Comparative analysis and divergence
Comparison of complete plastomes of T. hamiensis var. qatarensis, T. simplex and 11 other closely related species were performed. The 13 complete plastomes and 58 shared protein coding genes were aligned and compared to determine the average pairwise distance among these species using T. hamiensis var. qatarensis as a reference (Table S3). Larrea tridentata (0.177384) showed the highest average pairwise distance, followed by Tribulus terrestris (0.163060). The minimum average pairwise distance was exhibited by T. mongolica1 (0.023) and T. simplex (0.027). Among the 58 shared protein coding genes, the atpF, clpP psbH, rpl20, rpl22, and rps2 were most divergent (Table S4). The highest average pairwise sequence divergence was determined for clpP gene across all compared species. Still, the highest divergence was recorded in Tribulus terrestris (0.642) and (0.505) followed by Z. fabago3 (0.177) and Z. xanthoxylon2 (0.172) (Table S4).
Furthermore, the values of nucleotide diversity (Pi) were determined in plastomes T. hamiensis var. qatarensis, T. simplex and other related species (Figs. 1, S3). The genomes were aligned in three different groups: (i) Two currently sequenced and three Tetraena plastomes, (ii) Two sequenced and five Zygophyllum plastomes, (iii) all plastomes included in the study to better evaluate and understand the nucleotide diversity (Pi). The nucleotide diversity (Pi) values within 200 bp window size and 100 bp step size across these plastomes vary from 0 to 0.2 (Fig. S3A), 0 to 0.3 (Fig. S3B) and 0 to 0.4 (Fig. S3C). Only 2 variable loci (psbE-PetL, clpP) were found with Pi > 0.1 in Tetraena plastomes while in Tetraena-Zygophyllum 4 variable loci (atpF, clpP, rps15-trnL, ycf2) were found with Pi > 0.2. In overall comparison of all 13 plastomes, several variable loci were identified having Pi value > 0.2, in which the highest Pi value of 0.323 was noted for (rps12) followed by (rpoC1) having Pi 0.285 (Fig. S3C).
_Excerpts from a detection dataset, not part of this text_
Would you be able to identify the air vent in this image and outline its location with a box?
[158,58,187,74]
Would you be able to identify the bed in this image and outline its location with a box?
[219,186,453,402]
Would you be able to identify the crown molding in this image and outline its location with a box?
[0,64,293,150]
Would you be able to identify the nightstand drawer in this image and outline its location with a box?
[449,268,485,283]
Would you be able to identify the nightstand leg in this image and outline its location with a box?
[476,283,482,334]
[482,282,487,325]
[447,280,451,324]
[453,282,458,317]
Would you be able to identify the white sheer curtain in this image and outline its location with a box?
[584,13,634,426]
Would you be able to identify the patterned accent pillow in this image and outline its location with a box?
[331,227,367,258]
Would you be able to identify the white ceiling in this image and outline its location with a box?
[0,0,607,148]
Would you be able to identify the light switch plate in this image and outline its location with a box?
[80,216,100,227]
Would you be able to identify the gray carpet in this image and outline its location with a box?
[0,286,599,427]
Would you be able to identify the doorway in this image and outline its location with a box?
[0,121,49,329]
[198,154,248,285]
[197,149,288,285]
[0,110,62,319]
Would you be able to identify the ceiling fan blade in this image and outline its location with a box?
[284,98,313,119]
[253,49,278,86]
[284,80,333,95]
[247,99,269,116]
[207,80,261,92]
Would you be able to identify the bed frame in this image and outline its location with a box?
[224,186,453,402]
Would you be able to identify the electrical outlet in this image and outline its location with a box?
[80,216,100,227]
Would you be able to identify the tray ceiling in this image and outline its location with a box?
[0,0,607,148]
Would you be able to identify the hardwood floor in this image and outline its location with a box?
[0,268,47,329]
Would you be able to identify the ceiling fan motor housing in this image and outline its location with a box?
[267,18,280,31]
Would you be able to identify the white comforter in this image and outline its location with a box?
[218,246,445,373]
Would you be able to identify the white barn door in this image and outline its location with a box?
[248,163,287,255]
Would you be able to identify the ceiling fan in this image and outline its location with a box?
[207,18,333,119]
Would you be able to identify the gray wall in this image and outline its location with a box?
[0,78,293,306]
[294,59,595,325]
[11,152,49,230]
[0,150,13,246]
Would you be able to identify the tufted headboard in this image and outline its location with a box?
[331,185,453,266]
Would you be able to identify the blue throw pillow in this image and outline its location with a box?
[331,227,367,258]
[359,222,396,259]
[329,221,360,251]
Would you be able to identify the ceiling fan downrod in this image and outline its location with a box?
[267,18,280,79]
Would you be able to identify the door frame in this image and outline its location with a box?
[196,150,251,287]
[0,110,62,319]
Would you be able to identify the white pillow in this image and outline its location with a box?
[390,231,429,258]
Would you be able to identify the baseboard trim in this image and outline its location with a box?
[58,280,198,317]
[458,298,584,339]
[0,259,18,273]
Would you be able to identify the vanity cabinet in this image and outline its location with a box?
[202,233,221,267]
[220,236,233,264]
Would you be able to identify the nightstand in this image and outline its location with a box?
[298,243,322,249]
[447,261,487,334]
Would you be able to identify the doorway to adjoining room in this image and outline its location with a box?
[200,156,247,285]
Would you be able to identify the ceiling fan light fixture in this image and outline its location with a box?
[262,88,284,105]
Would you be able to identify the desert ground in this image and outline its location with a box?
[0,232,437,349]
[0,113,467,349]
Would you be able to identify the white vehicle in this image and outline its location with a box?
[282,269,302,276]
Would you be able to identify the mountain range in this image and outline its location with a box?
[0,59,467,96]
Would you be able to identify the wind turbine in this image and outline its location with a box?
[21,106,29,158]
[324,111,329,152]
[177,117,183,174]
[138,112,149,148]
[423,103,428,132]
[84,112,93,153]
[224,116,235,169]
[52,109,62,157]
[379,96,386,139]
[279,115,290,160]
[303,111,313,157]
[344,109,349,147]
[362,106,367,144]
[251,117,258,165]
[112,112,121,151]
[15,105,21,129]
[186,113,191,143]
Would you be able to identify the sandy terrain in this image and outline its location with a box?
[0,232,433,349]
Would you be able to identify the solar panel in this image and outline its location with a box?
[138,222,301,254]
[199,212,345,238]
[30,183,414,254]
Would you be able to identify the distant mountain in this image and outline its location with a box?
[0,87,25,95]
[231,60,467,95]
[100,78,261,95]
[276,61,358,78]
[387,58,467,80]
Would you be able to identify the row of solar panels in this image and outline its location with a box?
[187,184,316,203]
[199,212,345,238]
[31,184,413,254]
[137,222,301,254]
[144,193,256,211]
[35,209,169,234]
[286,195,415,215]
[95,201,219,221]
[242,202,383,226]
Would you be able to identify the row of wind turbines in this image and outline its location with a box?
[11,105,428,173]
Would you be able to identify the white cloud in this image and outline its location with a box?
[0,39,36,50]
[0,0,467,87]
Similarly, the codon usage frequency T. hamiensis var. qatarensis and T. simplex protein-coding genes were determined. The protein-coding genes in T. hamiensis var. qatarensis, and T. simplex were composed of 20,122 and 27,231 codons respectively (Table S5). The highest codon used in T. hamiensis var. qatarensis plastome was ATT (884) which codes for isoleucine. In T. simplex plastome, the maximum used codons were AAA (1142) which codes for lysine and AAG (1142) which codes for isoleucine (Table S5). Furthermore, Relative Synonymous Codon Usage (RSCU) was also analyzed for all 13 plastomes (Fig. 4). Surprisingly, almost all of these codons had half-synonymous codons that ended in A or T and had high RSCU values. The other half had low RSCU ended with C and G. The third codon position showed biased codon usage toward A and U, which is consistent with the pattern seen in the majority of angiosperm plastomes55.
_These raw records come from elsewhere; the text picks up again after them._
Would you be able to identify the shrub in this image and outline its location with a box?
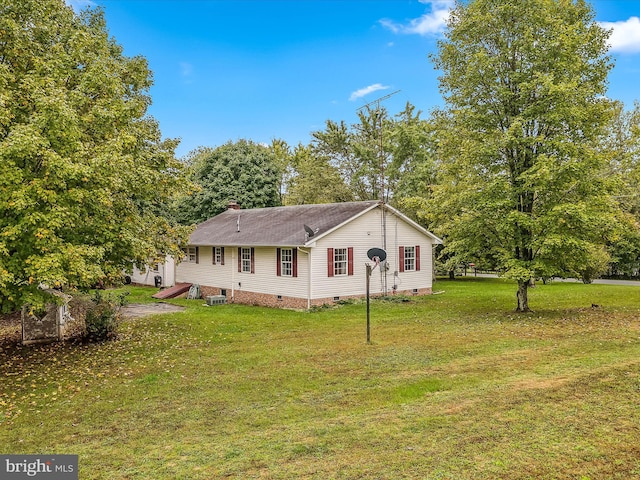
[71,290,127,342]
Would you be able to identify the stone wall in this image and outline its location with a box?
[200,285,432,309]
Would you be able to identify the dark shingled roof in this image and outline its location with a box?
[189,200,379,247]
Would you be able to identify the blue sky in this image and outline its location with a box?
[67,0,640,157]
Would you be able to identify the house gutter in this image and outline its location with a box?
[231,248,237,303]
[296,247,311,310]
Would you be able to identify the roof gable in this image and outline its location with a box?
[190,200,380,247]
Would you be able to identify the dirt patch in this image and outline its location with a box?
[120,302,184,318]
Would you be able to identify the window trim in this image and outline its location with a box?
[327,247,353,277]
[238,247,256,273]
[182,246,200,264]
[211,247,224,265]
[398,245,420,273]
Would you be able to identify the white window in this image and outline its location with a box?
[404,247,416,272]
[280,248,293,277]
[241,248,251,273]
[333,248,349,276]
[213,247,224,265]
[183,247,198,263]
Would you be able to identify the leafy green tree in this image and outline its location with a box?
[286,145,353,205]
[176,140,281,224]
[311,107,392,201]
[432,0,615,311]
[0,0,188,311]
[387,103,437,222]
[601,102,640,277]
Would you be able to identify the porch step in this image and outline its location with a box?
[151,283,193,299]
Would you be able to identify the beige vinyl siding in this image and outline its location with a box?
[311,209,433,298]
[176,247,237,290]
[176,246,308,298]
[130,256,175,287]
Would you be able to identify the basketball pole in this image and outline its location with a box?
[367,263,371,344]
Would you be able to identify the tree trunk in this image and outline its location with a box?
[516,280,531,312]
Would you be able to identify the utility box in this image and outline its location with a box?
[207,295,227,306]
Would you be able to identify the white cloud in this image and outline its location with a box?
[380,0,454,36]
[349,83,391,102]
[65,0,96,12]
[599,17,640,53]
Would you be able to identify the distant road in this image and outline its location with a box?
[467,271,640,287]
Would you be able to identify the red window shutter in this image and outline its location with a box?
[327,248,333,277]
[276,248,282,277]
[293,248,298,277]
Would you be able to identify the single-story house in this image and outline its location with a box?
[175,201,442,308]
[125,255,176,287]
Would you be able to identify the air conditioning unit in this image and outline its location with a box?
[207,295,227,306]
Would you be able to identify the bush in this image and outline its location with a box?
[71,290,127,342]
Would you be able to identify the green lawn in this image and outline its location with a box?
[0,279,640,480]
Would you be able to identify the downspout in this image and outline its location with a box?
[296,247,311,310]
[230,248,237,303]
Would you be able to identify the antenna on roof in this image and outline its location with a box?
[303,223,320,240]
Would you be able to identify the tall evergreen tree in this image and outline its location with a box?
[432,0,614,311]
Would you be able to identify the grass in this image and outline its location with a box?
[0,279,640,480]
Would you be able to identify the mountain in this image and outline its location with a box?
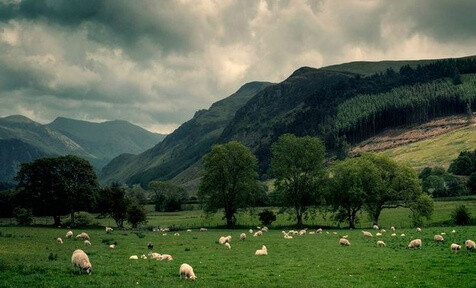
[102,57,476,190]
[0,115,164,182]
[100,82,272,185]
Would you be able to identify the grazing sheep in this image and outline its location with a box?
[408,239,421,249]
[157,254,174,261]
[255,245,268,256]
[339,238,350,246]
[71,249,93,274]
[76,232,91,240]
[362,231,373,238]
[464,239,476,250]
[433,235,445,242]
[179,263,197,280]
[450,243,461,253]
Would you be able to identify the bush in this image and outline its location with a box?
[258,210,276,226]
[13,208,33,225]
[451,205,471,226]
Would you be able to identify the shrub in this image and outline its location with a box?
[451,205,471,226]
[258,210,276,226]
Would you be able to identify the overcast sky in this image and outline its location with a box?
[0,0,476,133]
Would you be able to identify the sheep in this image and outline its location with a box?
[76,232,91,240]
[450,243,461,253]
[433,235,445,242]
[408,239,421,249]
[71,249,93,274]
[362,231,373,238]
[464,239,476,250]
[255,245,268,256]
[157,254,174,261]
[179,263,197,280]
[339,238,350,246]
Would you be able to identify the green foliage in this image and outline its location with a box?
[451,205,471,226]
[258,209,276,226]
[271,134,325,226]
[198,141,259,227]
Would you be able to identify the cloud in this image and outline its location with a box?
[0,0,476,132]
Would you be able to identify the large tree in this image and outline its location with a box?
[271,134,325,226]
[16,155,99,225]
[198,141,259,227]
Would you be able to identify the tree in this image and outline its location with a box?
[271,134,325,226]
[16,155,99,226]
[198,141,259,228]
[149,181,188,212]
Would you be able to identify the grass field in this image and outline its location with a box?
[0,226,476,287]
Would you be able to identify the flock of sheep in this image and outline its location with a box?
[57,225,476,280]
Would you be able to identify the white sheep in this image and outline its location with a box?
[408,239,421,249]
[433,235,445,242]
[76,232,91,240]
[71,249,93,274]
[179,263,197,280]
[339,238,350,246]
[362,231,373,238]
[464,239,476,250]
[450,243,461,253]
[255,245,268,256]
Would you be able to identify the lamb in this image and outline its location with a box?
[408,239,421,249]
[433,235,445,242]
[464,239,476,250]
[255,245,268,256]
[179,263,197,280]
[76,232,91,240]
[362,231,373,238]
[339,238,350,246]
[71,249,93,274]
[450,243,461,253]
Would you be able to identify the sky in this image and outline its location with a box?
[0,0,476,133]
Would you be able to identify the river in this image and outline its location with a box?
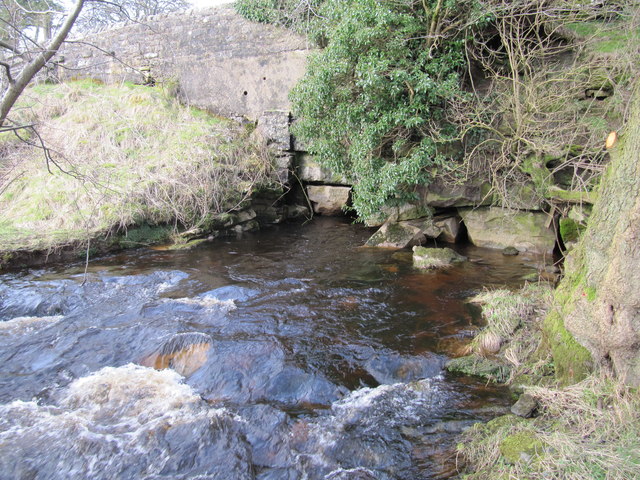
[0,218,537,480]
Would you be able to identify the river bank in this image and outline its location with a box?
[0,217,537,480]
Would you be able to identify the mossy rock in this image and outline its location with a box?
[560,218,585,245]
[544,311,593,385]
[445,355,511,383]
[499,430,544,464]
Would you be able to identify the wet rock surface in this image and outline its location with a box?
[0,219,533,480]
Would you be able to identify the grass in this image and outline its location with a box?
[0,80,271,252]
[454,284,640,480]
[458,375,640,480]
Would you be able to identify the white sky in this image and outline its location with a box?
[190,0,233,8]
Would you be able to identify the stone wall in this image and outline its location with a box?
[57,6,309,120]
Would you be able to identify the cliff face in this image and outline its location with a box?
[546,84,640,386]
[57,7,309,120]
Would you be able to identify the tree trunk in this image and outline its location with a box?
[546,82,640,386]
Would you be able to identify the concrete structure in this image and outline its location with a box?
[57,6,309,120]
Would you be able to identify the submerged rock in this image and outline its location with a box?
[307,185,351,216]
[413,247,467,268]
[366,222,426,248]
[141,333,211,377]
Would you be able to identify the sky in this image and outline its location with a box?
[190,0,233,8]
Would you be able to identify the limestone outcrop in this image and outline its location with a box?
[459,207,556,255]
[546,88,640,386]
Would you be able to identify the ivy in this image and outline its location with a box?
[235,0,479,220]
[291,0,471,220]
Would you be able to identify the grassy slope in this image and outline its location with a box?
[0,81,269,252]
[453,285,640,480]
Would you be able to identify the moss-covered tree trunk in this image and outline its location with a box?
[545,83,640,385]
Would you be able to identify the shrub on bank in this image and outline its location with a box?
[0,80,271,251]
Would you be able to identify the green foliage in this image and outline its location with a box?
[291,0,470,219]
[0,81,271,255]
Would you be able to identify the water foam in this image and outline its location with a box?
[0,364,251,479]
[0,315,64,335]
[172,295,237,313]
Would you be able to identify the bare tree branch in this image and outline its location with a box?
[0,0,85,126]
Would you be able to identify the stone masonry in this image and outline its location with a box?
[57,6,310,120]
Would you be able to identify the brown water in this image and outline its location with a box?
[0,218,540,480]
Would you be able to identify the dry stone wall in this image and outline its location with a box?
[57,6,310,120]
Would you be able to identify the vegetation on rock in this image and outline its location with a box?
[0,81,271,255]
[236,0,640,225]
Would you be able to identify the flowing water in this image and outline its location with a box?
[0,218,552,480]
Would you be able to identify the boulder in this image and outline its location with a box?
[256,110,291,151]
[413,246,467,268]
[307,185,351,216]
[433,215,462,243]
[418,179,492,208]
[458,207,556,255]
[365,222,426,248]
[367,203,433,227]
[296,154,353,186]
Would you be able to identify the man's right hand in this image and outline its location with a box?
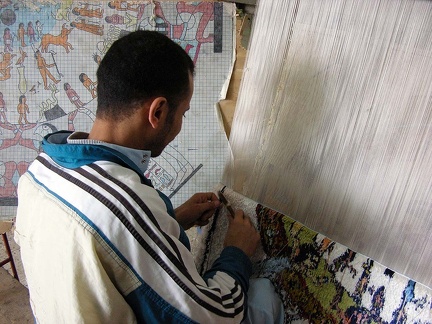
[224,209,260,257]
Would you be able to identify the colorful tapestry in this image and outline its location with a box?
[196,188,432,323]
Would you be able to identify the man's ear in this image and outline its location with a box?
[148,97,168,129]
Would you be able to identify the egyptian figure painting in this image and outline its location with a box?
[0,0,234,217]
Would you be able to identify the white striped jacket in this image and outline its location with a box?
[15,131,251,323]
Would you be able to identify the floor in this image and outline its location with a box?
[0,224,34,324]
[0,223,201,324]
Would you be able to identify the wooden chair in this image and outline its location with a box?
[0,221,19,281]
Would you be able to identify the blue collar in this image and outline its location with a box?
[66,132,151,174]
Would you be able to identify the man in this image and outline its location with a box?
[15,31,268,323]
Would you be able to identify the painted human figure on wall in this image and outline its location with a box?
[0,92,8,123]
[17,95,30,125]
[36,20,43,39]
[63,83,84,109]
[35,50,60,90]
[18,23,27,47]
[3,27,13,53]
[71,19,104,36]
[72,3,103,18]
[79,73,97,98]
[27,21,36,43]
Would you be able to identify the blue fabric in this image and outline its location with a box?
[126,283,196,323]
[42,131,152,186]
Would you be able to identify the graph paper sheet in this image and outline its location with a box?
[0,0,235,218]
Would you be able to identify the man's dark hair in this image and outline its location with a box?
[96,30,194,118]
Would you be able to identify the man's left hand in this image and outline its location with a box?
[175,192,220,230]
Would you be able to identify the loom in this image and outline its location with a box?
[203,0,432,323]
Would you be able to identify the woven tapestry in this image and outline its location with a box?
[196,188,432,323]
Genome divergence in all 13 plastomes was characterized by mVISTA using T. hamiensis var. qatarensis as a reference genome (Fig. S4). The divergence in LSC region was higher than SSC and IRs. In all LSC, SSC, and IRs, the non-coding region diverges more than the coding region. A significant divergence was identified among the protein-coding regions in matK, atpA, atpF, rpoC1, rpoC2, rpoB, rps11, petB, petD and accD genes in LSC region. The divergence in these genes was lower in Tetraena plastomes compared to Zygophyllum and other related plastomes. The LSC region non-coding regions trnQ-trnR, trnC-trnT, trnM, trnT-trnV had higher divergence in all plastomes than T. hamiensis var. qatarensis (Fig. S4). Most of the SSC region's divergence was found in non-coding regions like trnV-trnI and trnL-trnI. Interestingly, in IR regions the divergences in rps19 and rpl2 genes were only detected in Tr. terrestris and L. tridentata.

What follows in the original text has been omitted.